The Smile That Kills
The protagonist, therapist Roshni, sees her patient Sneha’s face when she dies with a smile on it, causing Roshni’s world to turn upside down – literally.
Before her death Sneha mumbles about a creature that goes by the name Terror, an evil which has an ability to make people unleash a cursed grin upon them that starts the process of mental decay where the subject is turned into an agent of destruction.
The smile that brought death to Sneha begins to appear in Roshni’s own mirror image. She begins to wonder: Am I next?
Roshni begins to search for answers in the darkest corners of a website and the sound that haunts her from the poster of Terror, like a fog.
It is here that she discovers the destructive potential of the darkness – a force that always goes after the weak, twisting their minds until they are fully consumed by the insanity.
Days turn into nights, the smile becomes more vivid, and one day Roshni must face the horrifying reality of the world of Terror and become a part of it.
But the question remains—will she ever be able to run and free herself or will she ultimately perish behind the perpetual smile?
Terror’s Grip
Desperate, Roshni approaches Aman, a bitter ex-husband and a roughneck detective in charge of her current investigation. Initially, Aman tries to disregard her concerns as mere stress and pay no attention to them.
It seems rather simple at first, but as the peculiar string of suicides continue disturbing the city, Aman finds correlations. Could Terror be real? In their quest for an answer for this paradigm shift, they come across the only known survivor, Robert Talley.
His chilling words send a shiver down their spines: Terror cannot kill those who still feel…
With this ominous knowledge, Roshni flees to a family’s remote cabin in order to be alone. But when the night comes, a silhouette of her mother appears, smiling, a demon with the look of her mother.
The darkness chokes her but Roshni is determined, she uses a silver cross and sends the entity to the abyss giving her a belief that she defeated Terror.
The Smile Returns
As soon as Roshni lets out a sigh of relief, the unforeseeable happens once again. She looks at Aman—and there is that cursed smile, warped and sinister, on his lips.

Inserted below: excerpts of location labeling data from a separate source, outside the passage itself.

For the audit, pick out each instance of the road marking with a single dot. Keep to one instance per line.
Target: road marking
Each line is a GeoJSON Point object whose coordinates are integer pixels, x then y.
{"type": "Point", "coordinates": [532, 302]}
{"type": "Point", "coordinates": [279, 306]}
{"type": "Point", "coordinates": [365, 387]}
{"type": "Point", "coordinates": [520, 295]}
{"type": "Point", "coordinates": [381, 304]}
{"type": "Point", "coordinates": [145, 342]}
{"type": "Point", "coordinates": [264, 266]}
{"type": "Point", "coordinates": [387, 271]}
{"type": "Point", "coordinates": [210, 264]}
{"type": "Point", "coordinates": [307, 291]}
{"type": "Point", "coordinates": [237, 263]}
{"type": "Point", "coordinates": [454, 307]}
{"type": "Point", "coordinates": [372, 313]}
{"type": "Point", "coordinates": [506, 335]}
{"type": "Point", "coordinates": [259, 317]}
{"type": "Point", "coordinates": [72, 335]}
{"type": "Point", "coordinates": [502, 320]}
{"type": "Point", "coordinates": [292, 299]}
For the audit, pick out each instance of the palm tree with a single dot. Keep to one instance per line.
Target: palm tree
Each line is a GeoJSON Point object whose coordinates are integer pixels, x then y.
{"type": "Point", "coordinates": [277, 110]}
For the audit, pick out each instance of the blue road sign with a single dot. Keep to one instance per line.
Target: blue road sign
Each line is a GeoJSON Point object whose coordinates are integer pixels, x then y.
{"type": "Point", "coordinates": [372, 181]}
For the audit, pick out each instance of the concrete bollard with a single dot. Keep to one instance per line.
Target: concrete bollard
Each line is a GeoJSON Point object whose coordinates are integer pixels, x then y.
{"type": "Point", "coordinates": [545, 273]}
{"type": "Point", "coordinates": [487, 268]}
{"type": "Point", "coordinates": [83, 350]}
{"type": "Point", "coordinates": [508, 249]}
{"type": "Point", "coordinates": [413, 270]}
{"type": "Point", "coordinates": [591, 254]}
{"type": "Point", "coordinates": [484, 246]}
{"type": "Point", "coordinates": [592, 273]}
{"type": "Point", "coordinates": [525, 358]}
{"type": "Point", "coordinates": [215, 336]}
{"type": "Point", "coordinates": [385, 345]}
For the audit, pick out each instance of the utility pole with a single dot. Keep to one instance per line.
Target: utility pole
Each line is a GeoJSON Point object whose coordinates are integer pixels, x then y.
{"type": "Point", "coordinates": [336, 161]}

Violence had been brought back into their lives, with the cold hand of fear grasping it once again. As the darkness encroaches, Roshni speaks the words she’s held inside for so long: “I love you.”
The smile fades away—but the distant, gloomy forest resonates with strange laughter. It is then that Roshni comes to understand that Terror is not an entity that was just vanquished – it is far more terrible than that. It lingers forever and hastens its advances, aiming to capture them both.
The Final Confrontation
Roshni and Aman finally ask Robert for the last clue – Terror can only be defeated if it gets caught in a broken mirror. The mirror is broken, yet its power is concealed in a glen of the woods where the origins of Terror reside.
With only their resolve to guide them, they go down into the depths where time is manipulated, and the very air gives off dark apprehension.
In the cave, horror is at its fullest, and the smiling mechanical terror is but the representation of the evil in a human heart. Roshni, the embodiment of love’s power goes up against Terror in a visceral fight for the soul.
Finally, the light blinds everyone, revealing lasers piercing through the cave, and the entity then crumbles—but to what end?
A Smile That Lingers
This is followed by moments of silence, which can be deafening. At the end of the game, Roshni and Aman think that they have triumphed but the victory that has been achieved feels rather uneasy.
There are accounts of more people going missing, more corpses discovered with the same sinister grin. Terror is not gone. It is still watching, still waiting, and the dead spirit still haunts the walls.
With the next face-to-face snapping into place between Roshni and Aman, a cold, knowing laugh echoes out through the trees, a deadly presence that can only be heard in the dead of night.